Tanis und die Bundeslade

Was haben Tanis und die Bundeslade miteinander zu tun? Eigentlich gar nichts.

Wohl wegen der biblischen Bedeutung von Zoan verlagerte der Regisseur Steven Spielberg (geb. 1946) in dem von ihm 1981 produzierten fiktiven Spielfilm „Jäger des verlorenen Schatzes“ den Aufbewahrungsort der Bundeslade nach Tanis.

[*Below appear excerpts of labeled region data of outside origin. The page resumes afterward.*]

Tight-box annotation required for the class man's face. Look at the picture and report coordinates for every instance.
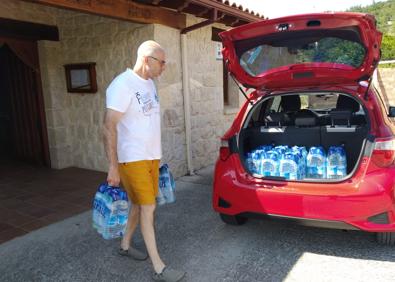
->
[147,51,166,78]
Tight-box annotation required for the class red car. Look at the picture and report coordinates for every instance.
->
[212,13,395,245]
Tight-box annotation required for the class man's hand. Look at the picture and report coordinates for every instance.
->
[107,166,121,187]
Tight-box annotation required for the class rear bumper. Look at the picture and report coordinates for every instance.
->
[213,156,395,232]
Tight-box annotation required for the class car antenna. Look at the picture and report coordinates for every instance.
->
[228,71,254,105]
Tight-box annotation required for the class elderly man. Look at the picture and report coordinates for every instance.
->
[103,40,185,281]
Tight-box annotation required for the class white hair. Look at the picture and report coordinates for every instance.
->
[137,40,164,58]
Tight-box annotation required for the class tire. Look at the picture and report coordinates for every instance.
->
[376,232,395,246]
[219,213,247,225]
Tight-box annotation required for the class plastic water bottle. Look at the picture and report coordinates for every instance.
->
[279,151,300,180]
[274,145,289,160]
[306,146,326,179]
[164,171,176,204]
[327,146,347,179]
[156,186,166,206]
[260,150,280,176]
[291,146,307,179]
[246,153,257,173]
[158,164,176,204]
[252,150,263,174]
[116,192,130,236]
[92,184,129,239]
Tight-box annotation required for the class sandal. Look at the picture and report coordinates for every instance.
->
[118,247,148,261]
[152,266,186,282]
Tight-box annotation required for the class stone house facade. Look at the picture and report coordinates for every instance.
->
[0,0,260,176]
[0,0,395,177]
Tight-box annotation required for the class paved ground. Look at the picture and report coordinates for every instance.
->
[0,160,106,242]
[0,168,395,282]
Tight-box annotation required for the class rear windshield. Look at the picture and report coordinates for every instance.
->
[235,27,365,76]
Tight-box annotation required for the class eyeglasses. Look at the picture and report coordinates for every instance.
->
[148,56,166,66]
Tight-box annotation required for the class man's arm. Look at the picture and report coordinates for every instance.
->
[103,109,123,186]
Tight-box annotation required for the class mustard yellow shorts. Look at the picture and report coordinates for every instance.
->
[118,160,159,205]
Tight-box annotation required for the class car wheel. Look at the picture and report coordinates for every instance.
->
[376,232,395,246]
[219,213,247,225]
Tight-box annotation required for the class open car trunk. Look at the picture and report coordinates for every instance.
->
[238,92,369,182]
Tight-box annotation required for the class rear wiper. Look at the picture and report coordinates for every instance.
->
[228,72,254,105]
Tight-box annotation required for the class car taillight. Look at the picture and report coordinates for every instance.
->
[219,140,230,161]
[372,138,395,167]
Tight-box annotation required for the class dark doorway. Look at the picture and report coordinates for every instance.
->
[0,40,50,167]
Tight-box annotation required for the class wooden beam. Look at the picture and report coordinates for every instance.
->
[0,18,59,41]
[177,0,191,13]
[23,0,186,29]
[191,0,262,22]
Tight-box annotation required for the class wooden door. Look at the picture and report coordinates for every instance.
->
[0,38,50,166]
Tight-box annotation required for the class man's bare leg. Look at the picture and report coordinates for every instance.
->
[121,204,140,250]
[140,204,165,273]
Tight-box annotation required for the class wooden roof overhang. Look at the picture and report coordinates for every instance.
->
[20,0,263,30]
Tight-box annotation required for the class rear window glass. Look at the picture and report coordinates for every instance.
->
[237,31,365,76]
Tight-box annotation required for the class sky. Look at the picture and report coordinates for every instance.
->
[234,0,384,19]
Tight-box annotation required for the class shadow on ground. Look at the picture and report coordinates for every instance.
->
[0,167,395,281]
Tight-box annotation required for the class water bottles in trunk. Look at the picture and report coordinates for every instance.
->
[246,145,347,180]
[306,146,326,179]
[327,146,347,179]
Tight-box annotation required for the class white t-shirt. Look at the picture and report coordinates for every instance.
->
[106,68,162,163]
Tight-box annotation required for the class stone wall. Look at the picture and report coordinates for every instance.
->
[375,68,395,106]
[183,16,243,172]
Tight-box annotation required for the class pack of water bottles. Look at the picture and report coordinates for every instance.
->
[246,145,347,180]
[156,164,176,205]
[92,183,130,239]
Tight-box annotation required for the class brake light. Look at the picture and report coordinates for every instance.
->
[219,140,230,161]
[372,138,395,167]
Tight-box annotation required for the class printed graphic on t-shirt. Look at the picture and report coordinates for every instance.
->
[135,92,159,116]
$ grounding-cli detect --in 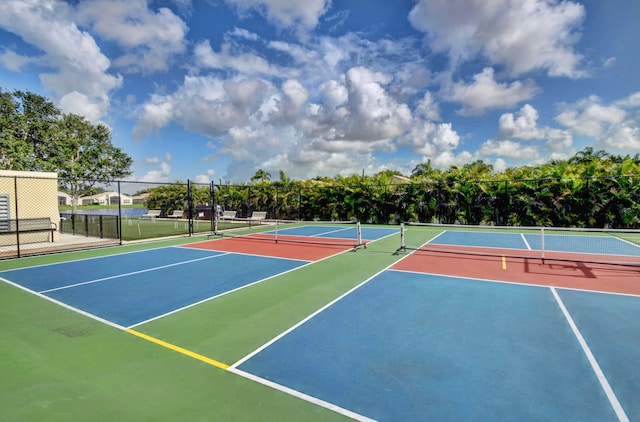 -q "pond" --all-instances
[60,208,147,217]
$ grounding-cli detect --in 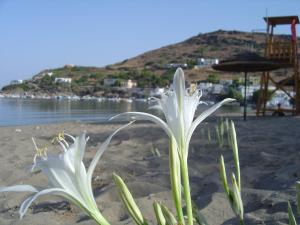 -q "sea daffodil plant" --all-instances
[0,123,130,225]
[111,68,234,225]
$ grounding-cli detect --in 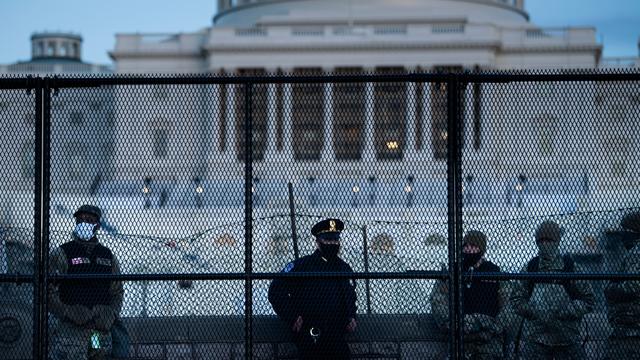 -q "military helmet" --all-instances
[73,204,102,220]
[311,219,344,240]
[462,230,487,255]
[620,211,640,233]
[535,220,563,242]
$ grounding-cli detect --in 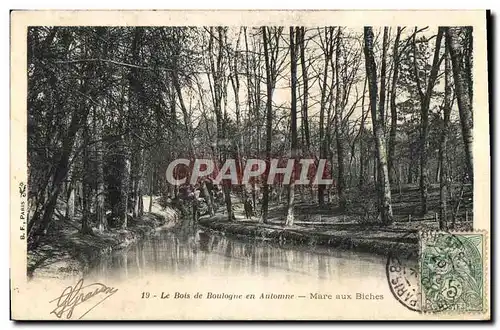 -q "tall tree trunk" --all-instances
[285,27,300,226]
[299,27,311,151]
[446,27,474,182]
[171,72,215,216]
[94,109,108,233]
[332,28,347,210]
[364,27,393,225]
[358,76,369,188]
[260,26,273,223]
[148,163,156,213]
[388,26,401,184]
[80,123,94,235]
[413,28,443,214]
[318,27,334,205]
[438,44,453,230]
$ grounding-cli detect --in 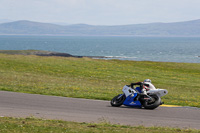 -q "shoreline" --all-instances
[0,50,200,64]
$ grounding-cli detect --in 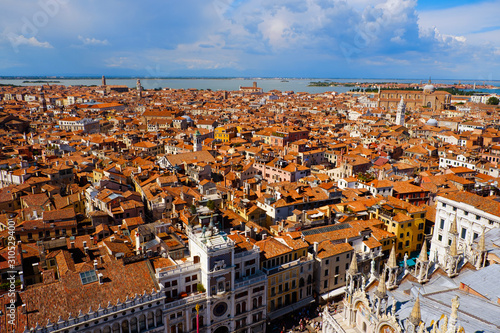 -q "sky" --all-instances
[0,0,500,81]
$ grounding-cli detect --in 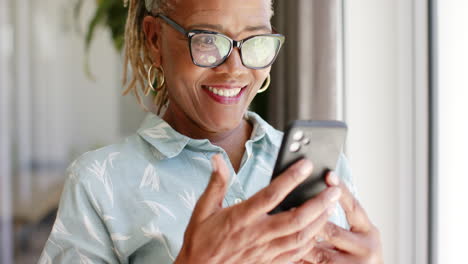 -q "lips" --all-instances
[202,85,247,104]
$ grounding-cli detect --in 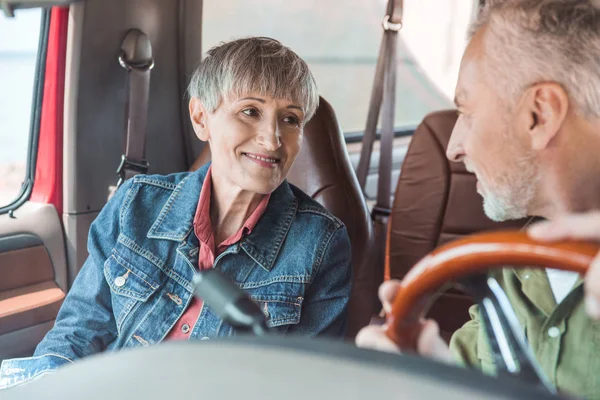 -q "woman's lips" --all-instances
[242,153,280,168]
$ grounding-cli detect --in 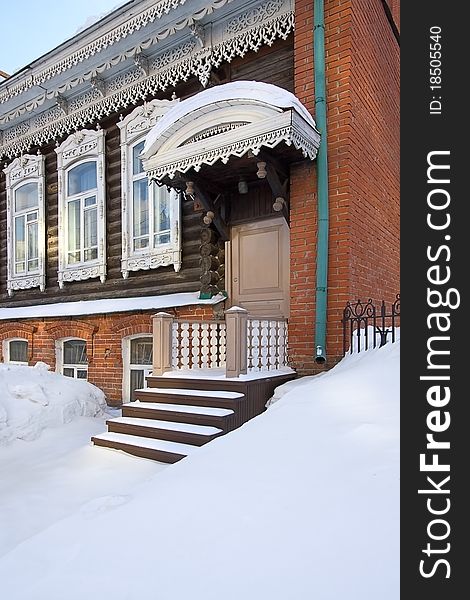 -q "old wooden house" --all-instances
[0,0,399,460]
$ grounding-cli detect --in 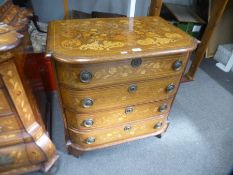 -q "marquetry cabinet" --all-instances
[47,17,197,156]
[0,19,58,175]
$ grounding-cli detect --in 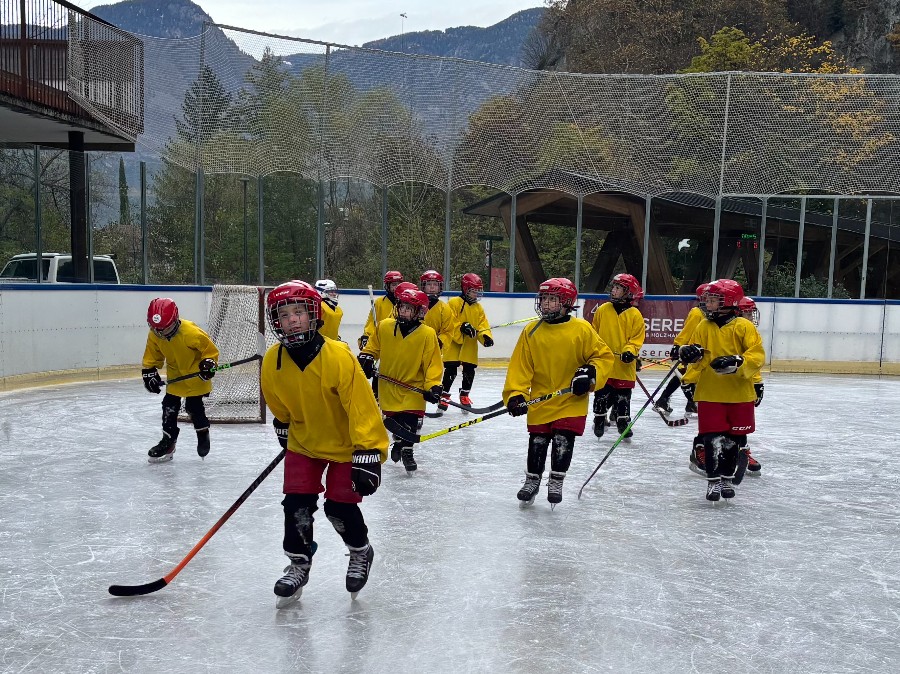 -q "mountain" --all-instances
[363,7,544,66]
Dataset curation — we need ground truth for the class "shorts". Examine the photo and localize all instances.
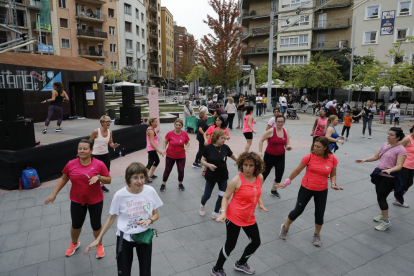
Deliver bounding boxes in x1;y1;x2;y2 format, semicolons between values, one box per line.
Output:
243;132;253;140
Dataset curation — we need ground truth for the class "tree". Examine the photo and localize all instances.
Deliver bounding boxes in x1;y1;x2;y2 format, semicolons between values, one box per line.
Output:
198;0;249;95
174;35;197;81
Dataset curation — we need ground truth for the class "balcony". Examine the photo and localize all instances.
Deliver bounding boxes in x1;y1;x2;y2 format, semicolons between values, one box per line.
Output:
75;12;107;22
79;49;108;59
76;29;108;40
312;18;351;31
311;40;349;52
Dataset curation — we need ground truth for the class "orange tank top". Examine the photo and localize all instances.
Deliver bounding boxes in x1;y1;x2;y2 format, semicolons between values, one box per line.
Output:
226;173;262;226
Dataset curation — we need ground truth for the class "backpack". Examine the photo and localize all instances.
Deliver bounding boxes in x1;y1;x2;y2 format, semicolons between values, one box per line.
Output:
21;167;41;189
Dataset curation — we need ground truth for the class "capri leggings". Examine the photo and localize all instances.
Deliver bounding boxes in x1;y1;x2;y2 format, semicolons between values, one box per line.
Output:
288;186;328;225
162;156;185;182
116;236;152;276
214;219;261;271
263;152;285;183
375;175;395;211
147;150;160;170
70;200;103;231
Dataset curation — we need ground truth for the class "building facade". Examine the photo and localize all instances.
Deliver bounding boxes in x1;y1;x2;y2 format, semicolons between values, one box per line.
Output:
118;0;148;86
161;7;175;87
354;0;414;65
145;0;162;87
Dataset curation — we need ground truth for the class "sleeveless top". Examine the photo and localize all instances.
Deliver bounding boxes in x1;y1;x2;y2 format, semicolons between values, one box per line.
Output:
93;128;111;155
266;127;287;155
403;135;414;170
147;128;158;152
243;114;254;133
50;92;63;106
226;173;262;227
313;118;328;137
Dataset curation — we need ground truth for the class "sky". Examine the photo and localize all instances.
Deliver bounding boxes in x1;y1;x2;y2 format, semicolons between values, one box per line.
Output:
161;0;215;42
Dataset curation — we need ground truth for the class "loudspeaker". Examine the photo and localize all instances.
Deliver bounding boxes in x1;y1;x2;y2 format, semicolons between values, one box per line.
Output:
0;120;36;150
122;86;135;107
0;88;24;121
119;106;141;125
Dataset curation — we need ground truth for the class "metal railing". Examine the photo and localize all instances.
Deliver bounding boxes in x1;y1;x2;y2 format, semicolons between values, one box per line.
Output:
76;29;108;38
313;18;351;30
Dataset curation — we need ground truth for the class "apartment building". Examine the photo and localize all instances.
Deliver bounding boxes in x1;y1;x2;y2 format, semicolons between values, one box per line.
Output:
354;0;414;65
53;0;118;67
0;0;58;55
118;0;148;86
145;0;162;87
161;7;174;87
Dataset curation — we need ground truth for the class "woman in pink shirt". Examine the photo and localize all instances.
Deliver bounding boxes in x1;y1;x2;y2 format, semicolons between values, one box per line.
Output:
160;119;190;192
45;139;111;259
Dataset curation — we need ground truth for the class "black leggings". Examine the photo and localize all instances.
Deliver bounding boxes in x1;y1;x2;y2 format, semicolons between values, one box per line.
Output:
162;156;185;182
288;186;328;225
263;152;285;183
214;219;261;271
116;236;152;276
195;139;206;163
375;175;395;211
147;150;160;170
70;200;103;231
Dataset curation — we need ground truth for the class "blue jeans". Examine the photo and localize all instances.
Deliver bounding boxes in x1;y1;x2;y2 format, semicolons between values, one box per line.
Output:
201;180;227;213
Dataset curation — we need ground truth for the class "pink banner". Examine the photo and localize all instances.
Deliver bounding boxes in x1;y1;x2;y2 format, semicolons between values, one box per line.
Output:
148;88;160;133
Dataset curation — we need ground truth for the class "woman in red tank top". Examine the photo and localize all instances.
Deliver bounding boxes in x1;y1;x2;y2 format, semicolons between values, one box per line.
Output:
259;115;292;198
211;152;268;276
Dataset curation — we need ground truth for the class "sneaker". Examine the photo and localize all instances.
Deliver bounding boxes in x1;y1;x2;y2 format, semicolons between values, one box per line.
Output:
392;200;410;208
374;214;383;222
96;244;105;259
313;234;322;247
211;211;220;220
270;190;280;198
279;223;289;240
234;262;254;275
193;162;201;169
198;204;206;217
375;220;391;231
211;267;227;276
66;241;80;257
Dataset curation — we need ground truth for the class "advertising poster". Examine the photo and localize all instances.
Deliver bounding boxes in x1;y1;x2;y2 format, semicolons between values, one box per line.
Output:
381;11;395;35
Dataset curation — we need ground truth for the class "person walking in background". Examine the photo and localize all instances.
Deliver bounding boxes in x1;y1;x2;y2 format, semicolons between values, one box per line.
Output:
236;95;246;129
160;119;190;192
89;115;119;193
41;82;69;134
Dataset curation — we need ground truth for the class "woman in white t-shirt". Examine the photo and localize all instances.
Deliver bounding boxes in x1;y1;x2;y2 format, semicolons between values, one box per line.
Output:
84;162;163;276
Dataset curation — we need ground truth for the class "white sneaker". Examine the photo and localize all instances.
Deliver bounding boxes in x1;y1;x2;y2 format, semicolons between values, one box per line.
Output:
198;204;206;217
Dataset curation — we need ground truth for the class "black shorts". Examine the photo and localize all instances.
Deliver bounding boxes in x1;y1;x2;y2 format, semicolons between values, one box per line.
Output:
243;132;253;140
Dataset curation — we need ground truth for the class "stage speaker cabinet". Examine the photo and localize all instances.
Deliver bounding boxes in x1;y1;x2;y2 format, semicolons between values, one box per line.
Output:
0;120;36;150
122;86;135;107
0;88;25;121
119;106;141;125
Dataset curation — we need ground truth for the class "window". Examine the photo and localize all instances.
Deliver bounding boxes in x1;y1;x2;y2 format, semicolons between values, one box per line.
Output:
60;18;69;29
62;38;70;49
127;57;132;66
125;21;132;32
124;4;132;15
109;26;115;35
59;0;66;9
364;31;378;44
109;44;116;53
398;1;412;16
365;5;380;19
108;9;115;18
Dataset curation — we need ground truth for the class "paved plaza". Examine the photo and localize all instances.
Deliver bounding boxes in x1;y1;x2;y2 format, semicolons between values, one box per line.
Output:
0;114;414;276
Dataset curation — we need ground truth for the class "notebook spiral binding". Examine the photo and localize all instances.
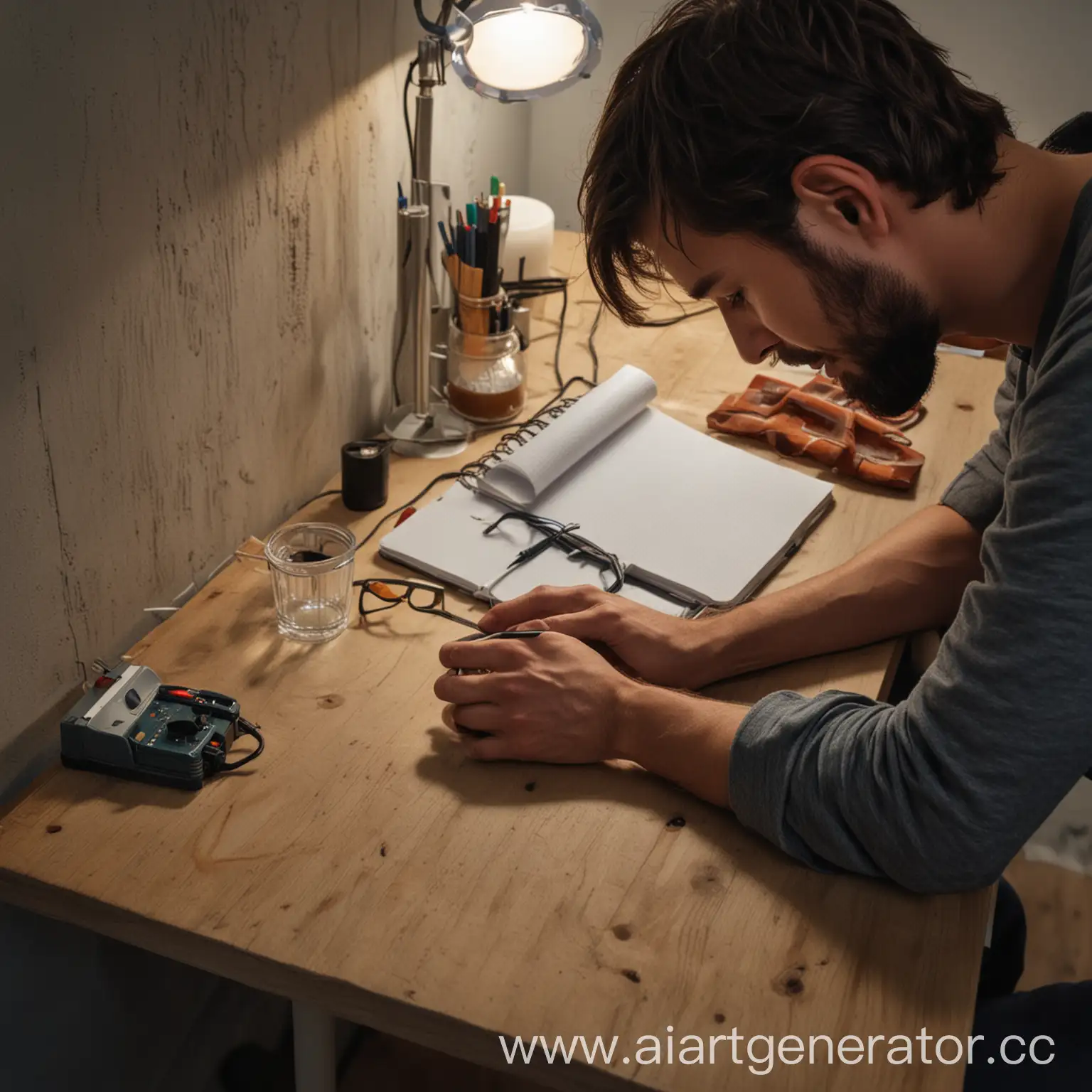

Nationalsozialische Archäologen, angeführt vom französischen Forscher Dr. René Belloq, suchten nach ihr, um ihre mythische Macht für militärische Zwecke des Tausendjährigen Reichs einsetzen zu können. Indiana „Indy“ Jones versuchte erfolglos, sie am Fund zu hindern.

Nach dem Fund der Bundeslade in Tanis wurde sie auf einem U-Boot zu einem Nazi-Lager auf einer geheimen Insel in der Ägäis gebracht. Indys Rivale Dr. Belloq kann zwar als Priester mittels Rezitation eines althebräischen Textes die Lade gefahrlos öffnen. In seinen und den Händen von Oberst Dietrich zerfallen die Gesetzestafeln Moses aber zu Staub. Übernatürliche Lichter, Blitze und Feuerarme lassen alle zerschmelzen, die der Öffnung der Bundeslade zusehen. Indy und seine verflossenen Liebe Marion Ravenwood überstehen, weil sie ihre Augen geschlossen halten. Schlussendlich landet die Lade in einer Holzkiste verpackt in einem Lager der US-Armee.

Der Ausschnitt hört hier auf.